Ahead of the show's second season, Out spoke with Shaw about the significance of being on a show that centers women both on-and-off screen, what it's like playing such a badass woman, and what Petunia Dursley would think of Killing Eve.
I imagine this must be a really fun show to work on.
It's not like anything else I've ever shot, it's really amazing. So, everyday you kind of sink into work, and I've very much enjoyed it. A lot of BBC dramas, or dramas that have been telling the mythological story of your country, tend to be very full of gritty, grimy realism, but Killing Eve is not.
Based on the premise of the show, you would expect this straightforward spy thriller, and then Killing Eve really turns that on its head. What is it like to play in that space?
I mean, my experience of spy thrillers are of the George Smiley stories. Of course they've all got a grim reality, didn't they? And the spy thriller you will usually see is some battle between the West and the East, between Russia and the U.S. and whether they were fictional or not, that was the tension mostly between Eastern Germany or Russia and America. This doesn't have that because the enemy, or one of the pawns of the enemy, is a very stylish young woman whom is very attractive. So, the Devil does wears Prada. That flips that premise immediately, doesn't it? That makes it more charming. Then you discover the charm of the people as people rather than the tension of the problem.
It is at its core a show about these very charming people who are all kind of monsters.
Yeah, I mean for them, you know the language of death or murder is all too easy and that's both the good news and the bad news, isn't it? I mean, obviously Villanelle has a disposition towards murder which you can either find appalling, as some people do, or you can reduce it down to such light entertainment that you aren't bothered by it--but violence is violence. Also the MI6 people have to themselves not be as emotionally involved with death as the average person in the street might be.
What is it like being part of this show that is so centered around women at this particular cultural moment?

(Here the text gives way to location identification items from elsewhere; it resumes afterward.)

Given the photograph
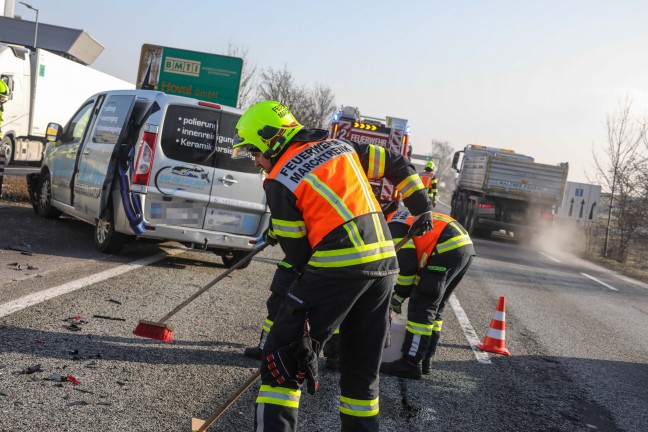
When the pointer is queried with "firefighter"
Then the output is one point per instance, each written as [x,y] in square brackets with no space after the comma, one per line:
[430,181]
[331,229]
[5,92]
[431,267]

It's been a long time coming. It's very late in the century for this to be the case, and I hope [this is] the beginning of a much more diverse expectation of what a hero or heroine is.
For a long time the premise was that a male, white, hero or the anti-hero had to be the center of the story. For a long time, we knew that that didn't necessarily have to be the case. I think it was probably lead by Hollywood. There were many many better things written in the 40's than [there were] written in the 60's, and 70's, and 80's, and 90's. So, I'm very glad this has happened, and I'm very proud of it, I'm so proud.
The show itself has such overt, queer overtones in the relationship between Eve and Villanelle so, what is that like to be on a show that's not backing down on that kind of representation?
Well I think what's happened in England certainly is that fluidity, gender fluidity or sexuality fluidity, has been explored by writers like Phoebe [Waller-Bridge, who developed the show] and Emerald [Fennell, head writer of season two]--that some lid has come off. So, the writing is responding to a reality, it's not leading it, and that is amazing that we are all living in such a time, isn't it?
Do you think Aunt Petunia would watch Killing Eve?
[Laughs] That's a crazy question. No, she really wouldn't like it.
Not even in secret?
She wouldn't like it at all. I don't think she would like it at all. I think she would like to turn the television off. [Laughs]
Well, maybe that's a good thing? Maybe that means you're doing something right.
[Full on cackling] That's a brilliant question.
Killing Eve season two premieres April 7.